Even though I'd become somewhat of a master at juggling bills, I remember having the power turned off twice, the gas turned off twice, the water shut off once, etc. All the while, Amy's medical bills were increasing at an alarming rate.  (She spent over 187 days in the hospital during the first two years after her diagnosis.) At first, bills would come in her name but were quickly changed to my name (as her husband). Eventually, I found myself being pursued by the Utah State Attorney General who was attempting to collect for the University of Utah Medical Center which was owned by the state.

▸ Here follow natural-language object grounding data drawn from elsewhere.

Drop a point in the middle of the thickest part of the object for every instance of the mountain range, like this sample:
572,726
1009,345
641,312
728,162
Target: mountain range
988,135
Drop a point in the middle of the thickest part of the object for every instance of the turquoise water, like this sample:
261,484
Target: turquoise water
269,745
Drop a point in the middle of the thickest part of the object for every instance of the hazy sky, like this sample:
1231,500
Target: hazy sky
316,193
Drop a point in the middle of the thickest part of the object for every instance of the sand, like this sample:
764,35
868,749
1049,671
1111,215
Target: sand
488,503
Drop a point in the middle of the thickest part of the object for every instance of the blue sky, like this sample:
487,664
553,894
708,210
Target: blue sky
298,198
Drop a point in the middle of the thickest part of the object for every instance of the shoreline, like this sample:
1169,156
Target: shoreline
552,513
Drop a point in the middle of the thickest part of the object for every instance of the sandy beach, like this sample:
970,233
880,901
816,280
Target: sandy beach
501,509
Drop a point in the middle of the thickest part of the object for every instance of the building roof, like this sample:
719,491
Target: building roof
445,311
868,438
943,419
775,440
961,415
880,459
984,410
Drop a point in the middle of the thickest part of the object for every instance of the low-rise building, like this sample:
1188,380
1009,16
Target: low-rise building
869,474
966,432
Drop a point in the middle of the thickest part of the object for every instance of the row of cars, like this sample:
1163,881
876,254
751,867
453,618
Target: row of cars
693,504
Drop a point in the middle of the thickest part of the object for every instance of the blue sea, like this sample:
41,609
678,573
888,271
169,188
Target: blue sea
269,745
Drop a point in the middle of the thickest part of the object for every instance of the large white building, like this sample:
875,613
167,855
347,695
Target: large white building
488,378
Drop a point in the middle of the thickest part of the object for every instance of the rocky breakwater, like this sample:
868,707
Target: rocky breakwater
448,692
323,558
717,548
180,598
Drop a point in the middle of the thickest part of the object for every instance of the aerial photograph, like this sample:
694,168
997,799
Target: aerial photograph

Since I didn't have the funds to cover the debt, let alone court costs and attorney's fees, I did my best to avoid being served papers to appear in court. I remember making a game out of it with the kids. I told them that if anyone ever came to the door with a clipboard, they were not to answer the door. I can still see their faces as they would run back from the door saying "Dad, it's a clipboard guy!" When I'd get caught opening the door, they'd ask "Are you Robert Bishop?" and I would say "What can I help you with?" and they'd repeat "Are you Robert Bishop?" and I'd again say "What can I help you with?" This would go on and on (one guy asked me 16 times!) until they'd either become frustrated and walk away or they'd say that they had some important papers for Robert Bishop and which point I would say, "I'm sorry, I can't help you" and would shut the door. They tried their best to get me at home, the office, even at Church but were never successful. At the time it wasn't very funny, but I do chuckle about it now.

Christmas 1996 was especially difficult. Amy was living at my parent's home and we had just hired Anne-Marie as the children's nanny. Things were so tight at the office that I wasn't able to cash my payroll checks (there wasn't any money in the company's bank account to cover them). As Christmas Day approached, I wondered how I'd be able to provide any gifts for the children. I hadn't told anyone how bad off we were. One night, there was a knock at the door. When I opened it, there wasn't anyone there but I found an envelope on the porch with three one hundred dollar bills inside. To this day, I don't know who it was who left us this gift but with it we were able to have quite a nice Christmas. In the past, I had always been on the giving side of the equation. Being on the receiving end was much more difficult and was truly humbling.

In the end, I decided that the only way to survive (i.e., provide for Amy's needs as well as protect and provide for our children) was to no longer be Amy's husband. I was told that as long as the disposition of marital assets was not changed because of an illness, whatever the parties agreed to in a divorce would not disqualify a person from receiving assistance. So, I took all the debt, financial responsibility for the children (no child support, medical assistance, day-care, etc.) and she walked away with no debt and no alimony. I was convinced our family would still go under but I had to stop the bleeding (every time Amy landed in the hospital it cost the family $1,500 a day with no insurance).

Due to complications with my wife's family (and here I can't be more specific), it took over two years to finalize the divorce. I'm sad to say that things became so ugly that today Amy's family and I rarely speak with one another (although the children and Anne-Marie and I continued to visit Amy weekly).

In January 2005, Amy Bishop died of complications due to Huntington's Disease (she choked to death while trying to swallow her food). In July of that same year, we sold everything we had (house, cars, possessions) and moved the family to Italy for a two year adventure.